In Texas, tech and film have moved on from the disruption transforming their sectors and are dealing with new realities. Music, by contrast, clearly hasn't

The Groove: This “wearable glove device that enhances the dancer’s expression” is demonstrated at the SXSW festival 2017 in Austin, Texas. Photograph: Brian Snyder/Reuters

The Groove: This “wearable glove device that enhances the dancer’s expression” is demonstrated at the SXSW festival 2017 in Austin, Texas. Photograph: Brian Snyder/Reuters

 

Austin is currently hosting not one but two rodeos. In the shadows of the skyscrapers that now dominate the downtown landscape, the SXSW musical rodeo is in full swing. Meanwhile, in the Travis County Expo Centre, Rodeo Austin gives you a fair that any self-respecting cowboy or cowgirl would appreciate, from steer wrestling and team roping to mutton bustin’ and barrel racing. It’s a crowd-pleaser, pulling in 300,000 people over a fortnight.

Rodeo Austin also music on the bill. Dwight Yoakam was the big draw on the opening night, and Charley Pride, Fitz & The Tantrums, Kenny Rogers, Chase Bryant and more have also hit the stage. It’s clear the organisers know their market.

It’s always struck me as strange that these two Austin worlds rarely intersect, especially considering the plethora of cowboys frequenting both scenes. Isn’t game supposed to recognise game?

Perhaps it’s a sign that the music part of SXSW isn’t quite the same game it once was. Overshadowed in many ways by its tech side – this beano is now more closely linked in many minds with Twitter’s arrival here a decade ago than with any new band – the SXSW headlines largely remain the same.

Some 2,000 newish bands play out of their skin in the hope of attracting attention from someone to help them further climb the ladder. Established names roll into town to suck up all the promo oxygen and fat fees from brands who want cool and relevance by association. The names change every season, but the process remains the same.

Live power

There is something reassuring about this predictability, especially the first part of the equation. It’s still about the power of a live band to have you going “Wow!” (Or, seeing as we’re in the US, “F*cking awesome dude!”) Many SXSW bands have inspired that feeling in me over the years, and it probably the reason I keep coming back every March (well, that and the breakfast tacos).

You see a band you know little about, they play three songs and you get a tingle, a shiver down the spine, a vindication about why you sped by the stop sign and kept going in search of this buzz rather than getting a job in a bank.
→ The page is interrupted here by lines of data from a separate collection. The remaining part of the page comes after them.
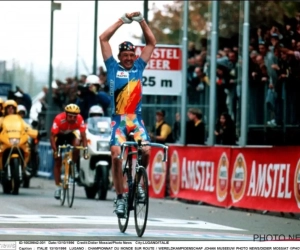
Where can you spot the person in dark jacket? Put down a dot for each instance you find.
(195, 128)
(225, 130)
(161, 132)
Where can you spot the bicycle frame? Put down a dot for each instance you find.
(139, 153)
(67, 161)
(133, 201)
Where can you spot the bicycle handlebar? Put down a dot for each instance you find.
(151, 144)
(69, 147)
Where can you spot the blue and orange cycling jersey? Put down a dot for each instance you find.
(125, 86)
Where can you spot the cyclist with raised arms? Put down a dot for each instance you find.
(125, 79)
(64, 131)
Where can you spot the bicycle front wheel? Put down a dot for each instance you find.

Still, even if the art continues to captivate and the brands continue to fund a good chunk of this, the discussion of the business around the art is another matter. The topics and themes up for discussion at SXSW every year are still responding to and reacting to the past. The tech and film sides have moved on from the disruption and change transforming their sectors and are dealing squarely with new realities. In contrast, there’s a bang of the old school to the music discourse here.
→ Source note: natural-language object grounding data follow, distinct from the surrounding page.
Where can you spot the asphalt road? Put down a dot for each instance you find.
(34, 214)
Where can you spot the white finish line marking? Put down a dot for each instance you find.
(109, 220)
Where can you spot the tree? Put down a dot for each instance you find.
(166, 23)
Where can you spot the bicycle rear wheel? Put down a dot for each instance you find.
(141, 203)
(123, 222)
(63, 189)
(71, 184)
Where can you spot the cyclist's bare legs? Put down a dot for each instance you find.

On one hand, it’s quaint. On the other hand, it’s a sign of a glaring lack of cop on, something also clearly evident in how badly SXSW has dealt with the brouhaha over heavy-handed clauses in contracts for international artists. Not responding to issues that clearly inflame and energise your core audience is also a sign of complacency.

Occasional resets are always a good idea, and it does strike you that SXSW might benefit from one right now, especially on the music conference side. So much of what is going on in the sector warrants deep analysis and examination. SXSW could – we say could – still be a good place to do this.